スキップ・ジェイムスは変なおっさんです。変とゆうのはブルースの規範*1におさまらな
いが故に感ずる違和感とゆうのと同義で、たとえばロバート・ジョンソン、そしてブラ
インド・ブレイクも、レッドベリー*2なんかでもいいけれど、すごいすごくないとは別の
次元で(あたり前だけどみんなすごいにきまってる)、ブルースの規範からはハミダシ
テいない、よってある意味安心して聴けるのである。しかし時たま安心して聴けない、
よおするに聴いていてナンジャコリャ?と感ずる(いい意味で)気持ち悪いブルースマ
ンが存在する。それはたとえばブラインド・ウィリー・ジョンソンの声、たとえばビッ
グ・ジョー・ウィリアムスの9弦ギター、たとえばヘンリー・トーマスのピーヒョロ
笛、なんかであったりするのだけど、そおゆう変なブルースマンの系譜におけるキング
オブキングス、それがスキップ・ジェイムスなのであった。
とゆうわけで今日みた「ソウル・オブ・マン」であるが、ヴィム・ヴェンダースだとか
ルー・リード、ベック、ジョンスぺ、ニック・ケイヴ・・・、ああそんなものはどうで
もよい*3。

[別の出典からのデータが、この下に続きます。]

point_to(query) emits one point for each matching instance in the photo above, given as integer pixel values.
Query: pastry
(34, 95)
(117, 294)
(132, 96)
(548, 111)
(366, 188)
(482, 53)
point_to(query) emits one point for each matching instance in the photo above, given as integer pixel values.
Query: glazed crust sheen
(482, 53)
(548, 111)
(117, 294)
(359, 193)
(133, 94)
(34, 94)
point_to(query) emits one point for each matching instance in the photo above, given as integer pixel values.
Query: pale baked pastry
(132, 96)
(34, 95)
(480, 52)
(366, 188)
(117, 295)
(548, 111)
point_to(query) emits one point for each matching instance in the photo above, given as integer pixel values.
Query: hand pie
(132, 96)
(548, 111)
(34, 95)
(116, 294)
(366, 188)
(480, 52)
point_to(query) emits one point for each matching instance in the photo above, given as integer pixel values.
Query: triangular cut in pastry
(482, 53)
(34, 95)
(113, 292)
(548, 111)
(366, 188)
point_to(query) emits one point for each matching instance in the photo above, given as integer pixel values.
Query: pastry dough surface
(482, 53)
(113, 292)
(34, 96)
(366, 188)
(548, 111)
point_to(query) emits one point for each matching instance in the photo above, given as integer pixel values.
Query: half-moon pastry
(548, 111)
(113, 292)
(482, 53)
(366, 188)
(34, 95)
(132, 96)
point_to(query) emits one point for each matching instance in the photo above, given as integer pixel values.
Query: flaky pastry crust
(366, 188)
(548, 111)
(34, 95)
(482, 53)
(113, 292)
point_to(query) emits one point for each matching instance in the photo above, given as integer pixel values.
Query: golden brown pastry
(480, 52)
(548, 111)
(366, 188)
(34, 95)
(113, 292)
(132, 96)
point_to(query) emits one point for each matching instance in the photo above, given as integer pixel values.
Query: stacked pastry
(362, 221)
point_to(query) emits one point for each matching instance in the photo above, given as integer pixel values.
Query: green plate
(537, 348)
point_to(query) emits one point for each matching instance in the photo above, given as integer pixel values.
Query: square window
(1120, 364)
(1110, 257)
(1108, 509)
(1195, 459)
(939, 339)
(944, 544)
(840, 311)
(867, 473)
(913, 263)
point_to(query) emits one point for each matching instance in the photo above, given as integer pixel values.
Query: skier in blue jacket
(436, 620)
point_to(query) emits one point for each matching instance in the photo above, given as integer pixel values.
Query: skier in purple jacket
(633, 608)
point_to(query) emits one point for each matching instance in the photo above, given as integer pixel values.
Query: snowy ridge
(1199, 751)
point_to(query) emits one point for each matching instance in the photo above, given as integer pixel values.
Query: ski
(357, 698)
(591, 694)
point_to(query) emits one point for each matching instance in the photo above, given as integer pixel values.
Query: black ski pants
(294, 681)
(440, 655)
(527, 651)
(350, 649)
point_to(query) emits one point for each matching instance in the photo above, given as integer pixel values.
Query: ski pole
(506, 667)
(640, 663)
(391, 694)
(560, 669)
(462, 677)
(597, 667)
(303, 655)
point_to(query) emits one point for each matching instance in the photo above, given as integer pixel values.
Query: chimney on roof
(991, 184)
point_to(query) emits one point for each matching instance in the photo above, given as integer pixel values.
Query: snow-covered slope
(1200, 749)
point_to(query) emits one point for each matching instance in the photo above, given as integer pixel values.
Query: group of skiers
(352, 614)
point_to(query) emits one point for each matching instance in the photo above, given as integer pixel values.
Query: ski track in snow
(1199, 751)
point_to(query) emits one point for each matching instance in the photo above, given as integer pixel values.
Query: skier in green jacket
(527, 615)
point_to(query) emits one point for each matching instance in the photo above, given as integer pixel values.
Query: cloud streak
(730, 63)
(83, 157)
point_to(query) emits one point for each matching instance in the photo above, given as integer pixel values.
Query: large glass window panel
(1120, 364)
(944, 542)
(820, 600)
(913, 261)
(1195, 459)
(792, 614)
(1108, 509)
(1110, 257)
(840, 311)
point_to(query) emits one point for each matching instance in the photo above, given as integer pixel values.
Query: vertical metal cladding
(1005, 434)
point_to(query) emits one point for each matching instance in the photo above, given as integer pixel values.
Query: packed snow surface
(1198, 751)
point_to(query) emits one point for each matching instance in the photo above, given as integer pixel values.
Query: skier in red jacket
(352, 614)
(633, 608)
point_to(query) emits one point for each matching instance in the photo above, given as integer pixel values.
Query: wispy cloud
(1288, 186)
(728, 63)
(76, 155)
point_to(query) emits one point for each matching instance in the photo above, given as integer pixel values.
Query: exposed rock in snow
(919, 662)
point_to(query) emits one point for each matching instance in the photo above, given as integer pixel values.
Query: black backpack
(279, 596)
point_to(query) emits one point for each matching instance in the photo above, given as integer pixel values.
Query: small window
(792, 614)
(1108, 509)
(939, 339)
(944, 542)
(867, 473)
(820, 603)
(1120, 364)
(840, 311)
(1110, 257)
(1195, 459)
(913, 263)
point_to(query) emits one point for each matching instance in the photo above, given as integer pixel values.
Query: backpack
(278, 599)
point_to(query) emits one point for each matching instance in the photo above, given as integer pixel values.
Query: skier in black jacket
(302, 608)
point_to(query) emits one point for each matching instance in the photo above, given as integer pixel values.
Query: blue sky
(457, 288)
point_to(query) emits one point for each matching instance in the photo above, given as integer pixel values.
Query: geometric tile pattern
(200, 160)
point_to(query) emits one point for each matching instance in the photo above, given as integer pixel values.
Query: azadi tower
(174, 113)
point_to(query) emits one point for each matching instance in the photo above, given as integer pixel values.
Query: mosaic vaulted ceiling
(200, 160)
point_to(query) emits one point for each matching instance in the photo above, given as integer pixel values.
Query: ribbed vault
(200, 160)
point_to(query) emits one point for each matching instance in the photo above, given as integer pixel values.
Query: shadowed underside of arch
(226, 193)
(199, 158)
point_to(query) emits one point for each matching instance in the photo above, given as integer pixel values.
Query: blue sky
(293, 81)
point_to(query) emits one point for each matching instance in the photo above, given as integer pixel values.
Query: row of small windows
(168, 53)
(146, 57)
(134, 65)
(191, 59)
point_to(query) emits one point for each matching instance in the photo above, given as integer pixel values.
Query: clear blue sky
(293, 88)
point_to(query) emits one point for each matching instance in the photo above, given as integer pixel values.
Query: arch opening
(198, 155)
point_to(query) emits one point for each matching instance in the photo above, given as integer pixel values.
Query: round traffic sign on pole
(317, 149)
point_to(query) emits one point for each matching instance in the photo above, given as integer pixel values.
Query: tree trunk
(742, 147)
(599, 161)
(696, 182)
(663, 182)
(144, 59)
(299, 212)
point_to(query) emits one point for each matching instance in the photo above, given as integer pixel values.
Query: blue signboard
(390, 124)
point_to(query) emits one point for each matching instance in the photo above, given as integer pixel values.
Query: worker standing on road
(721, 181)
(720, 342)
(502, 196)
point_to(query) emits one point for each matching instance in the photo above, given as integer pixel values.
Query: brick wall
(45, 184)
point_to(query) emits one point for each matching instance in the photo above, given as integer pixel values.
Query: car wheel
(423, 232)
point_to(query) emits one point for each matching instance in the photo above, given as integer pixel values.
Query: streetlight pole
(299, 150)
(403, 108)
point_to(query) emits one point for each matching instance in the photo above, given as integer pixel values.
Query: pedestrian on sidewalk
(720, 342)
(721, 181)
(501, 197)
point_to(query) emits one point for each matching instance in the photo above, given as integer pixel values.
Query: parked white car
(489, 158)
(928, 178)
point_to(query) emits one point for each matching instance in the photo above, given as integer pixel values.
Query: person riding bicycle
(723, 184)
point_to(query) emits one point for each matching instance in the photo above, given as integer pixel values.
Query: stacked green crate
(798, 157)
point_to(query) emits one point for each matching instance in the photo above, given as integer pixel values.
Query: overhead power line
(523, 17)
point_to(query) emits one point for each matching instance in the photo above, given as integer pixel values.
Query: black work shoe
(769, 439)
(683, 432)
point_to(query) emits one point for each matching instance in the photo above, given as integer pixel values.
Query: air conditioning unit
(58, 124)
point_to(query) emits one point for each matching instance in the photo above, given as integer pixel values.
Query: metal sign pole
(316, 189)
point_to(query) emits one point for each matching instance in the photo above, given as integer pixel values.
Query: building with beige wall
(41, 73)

冒頭ブラインド・ウィリー・ジョンソンがナレーターをつとめてる*4時点で二千
円、そしてスキップ・ジェイムスのライブ映像がうつしだされたその時点で五千円払っ
てもよいくらいの値打ちがあった。宇宙の映像はいらんだろおヨ、とか余計なことはど
おでもいいじゃないかしょせん音楽映画なのだから。ああこの映画はすべてよい。俺は
J.B.ルノアーをみて狂い死にしそうになった。
・・・と、まあ少々興奮して書いてみた。俺はブルース全般とゆうよりはギター1本で
やるカントリー・ブルースが大好きなので、みる前から相当な思い入れもあって、この
映画たいそう楽しめのだけど、こおゆう音楽にあまり興味ない人にとってはてんでツマ
ラン映画なのかもしれない。でもモーニングショーとゆう事もあってあまり客入ってな
い感じだったんで、それはすごく悲しいので、ここまで我慢して俺の感想を読んだ酔狂
な人で、なおかつ騙されたと思って千数百円払ってみてもよい思った馬鹿、じゃなかっ
た、器の大きい方は、渋谷シネマソサエティに足を運んでくださいませ。もちろん俺も
もう一度二度みにいくつもりでアル。